Mapping between WordNet Domains and Wikipedia categories

The distribution of WordNet Domains also includes the mapping between WordNet-Domains and WordNet topics, and the emergent Wikipedia categories.

WordNet-Domains and WordNet topics. Starting from version 3.0, Princeton WordNet has associated topic information with a subset of its synsets. This topic labeling is achieved through pointers from a source synset to a target synset representing the topic, and it was developed independently from WordNet-Domains.

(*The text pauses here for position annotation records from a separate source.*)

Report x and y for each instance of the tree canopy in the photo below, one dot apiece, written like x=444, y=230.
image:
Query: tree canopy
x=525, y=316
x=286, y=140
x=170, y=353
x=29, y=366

WordNet-Domains - Multilingual Wikipedia categories. This mapping leads to a coarse alignment between WordNet and Wikipedia, useful for producing domain-specific and multilingual corpora. Multilinguality is achieved through the cross-language links between Wikipedia categories. Research in word-sense disambiguation has shown that within a specific domain, relevant words have restricted senses. The multilingual, and comparable, domain-specific corpora we produce have the potential to enhance research in word-sense disambiguation and terminology extraction in different languages, which could enhance the performance of various NLP tasks.

Example of WordNet Domains Mappings to Wikipedia categories.

Through this mapping, we could associate to each WordNet domain a domain-specific corpus, gathered from the articles subsumed by the corresponding Wikipedia categories, for each of the desired languages. Upon request, a corpus of domain-labelled Wikipedia articles is available.